Deferring to Doug

I’m really glad that Douglas Farah made a comment on my “last entry about Charles Taylor and Al Qaeda”:, because if he hadn’t I never would have realized that “he has a blog”: (Farah, not Taylor, that is.)

Check it out for the West African diamond trade, Al Qaeda, Victor Bout, and more, all from an investigative journalist who’s been following this stuff for years.

UPDATE: I finally got caught up on all his last several posts myself. This bit regarding the Special Forces team that didn’t go after Ghailani in Liberia in November 2001 is particularly interesting, and clears up the questions I had about the matter:

In November 2001, the Defense Intelligence Agency had multiple source, reliable intelligence reports that it could score a major blow against the al Qaeda network that had just carried out 9-11. Their reports said Khalfan Ghailani, the senior al Qaeda operative arrested last week in Pakistan, was hiding out in Gbatala, Liberia, under the protection of Charles Taylor. This was just two weeks after my initial story on al Qaeda’s ties to the blood diamond trade. Gbatala was the ultra-secure base of Taylor’s ill-named Anti-Terrorist Unit (ATU), housed right next door to Taylor’ s sprawling private farm.

With virtually no forces in the area, the Pentagon ordered a small U.S. Special Forces team carrying out a training operation in neighboring Guinea, to prepare a snatch operation. With Ghailani were three other suspected al Qaeda terrorists, including Fazul Abdullah Mohamed, Ghailani’s partner in the West Africa diamond buying operation. The two had also worked together in the 1998 bombings of the U.S. embassies in East Africa. The other two were not identified.

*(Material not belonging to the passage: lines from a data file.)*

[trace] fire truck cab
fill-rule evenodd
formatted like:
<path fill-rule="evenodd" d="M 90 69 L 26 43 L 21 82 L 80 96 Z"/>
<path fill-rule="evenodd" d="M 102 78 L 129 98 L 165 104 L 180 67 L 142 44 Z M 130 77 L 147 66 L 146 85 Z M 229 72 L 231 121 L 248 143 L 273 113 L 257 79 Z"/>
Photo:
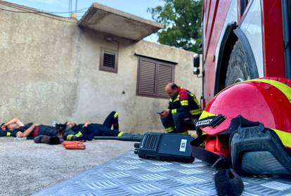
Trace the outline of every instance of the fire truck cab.
<path fill-rule="evenodd" d="M 205 103 L 240 81 L 291 78 L 290 5 L 291 0 L 203 1 Z"/>

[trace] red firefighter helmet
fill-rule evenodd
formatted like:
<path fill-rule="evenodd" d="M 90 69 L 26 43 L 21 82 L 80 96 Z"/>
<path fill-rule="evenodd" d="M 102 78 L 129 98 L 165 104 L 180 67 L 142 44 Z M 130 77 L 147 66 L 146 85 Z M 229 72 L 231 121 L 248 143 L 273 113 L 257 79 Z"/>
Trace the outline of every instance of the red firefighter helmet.
<path fill-rule="evenodd" d="M 275 131 L 285 147 L 291 148 L 291 80 L 261 78 L 233 84 L 219 92 L 208 104 L 200 119 L 222 115 L 220 124 L 201 129 L 212 137 L 205 148 L 225 157 L 228 150 L 221 147 L 217 133 L 226 131 L 238 115 L 259 122 Z M 214 139 L 216 138 L 216 139 Z M 210 139 L 210 138 L 209 138 Z"/>

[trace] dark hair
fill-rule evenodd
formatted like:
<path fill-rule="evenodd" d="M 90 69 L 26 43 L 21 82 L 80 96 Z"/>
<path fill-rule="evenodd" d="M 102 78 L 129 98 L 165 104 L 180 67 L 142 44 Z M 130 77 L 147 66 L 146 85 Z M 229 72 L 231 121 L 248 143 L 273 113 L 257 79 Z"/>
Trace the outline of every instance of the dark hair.
<path fill-rule="evenodd" d="M 174 89 L 178 88 L 178 85 L 176 85 L 175 83 L 173 83 L 173 84 L 171 85 L 172 89 Z"/>

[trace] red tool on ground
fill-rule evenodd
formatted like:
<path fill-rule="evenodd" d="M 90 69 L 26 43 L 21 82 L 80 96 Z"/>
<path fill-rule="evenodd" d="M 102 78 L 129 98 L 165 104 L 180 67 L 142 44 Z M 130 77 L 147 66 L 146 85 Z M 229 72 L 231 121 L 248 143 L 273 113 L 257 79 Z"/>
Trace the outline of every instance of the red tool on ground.
<path fill-rule="evenodd" d="M 83 142 L 79 141 L 65 141 L 62 145 L 67 150 L 85 150 L 86 145 Z"/>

The team prepared its mission and was placed on high alert. But, with no other assets on the ground and no one in the area who spoke Krio or was not obviously a foreigner, final reconnaissance and recognition of the target was not able to be achieved. After about a week, the group stood down, and were rotated to a different location. (For more details, see pp. 82-83 of Blood From Stones). It would have been a different al Qaeda today if the operation had been able to proceed and had nabbed the two. Fazul went on to participate in the Mombasa bombings and other attacks. Ghailani returned to Afghanistan after West Africa, then resurfaced in the al Qaeda cell in Pakistan that was planning multiple attacks on the United States.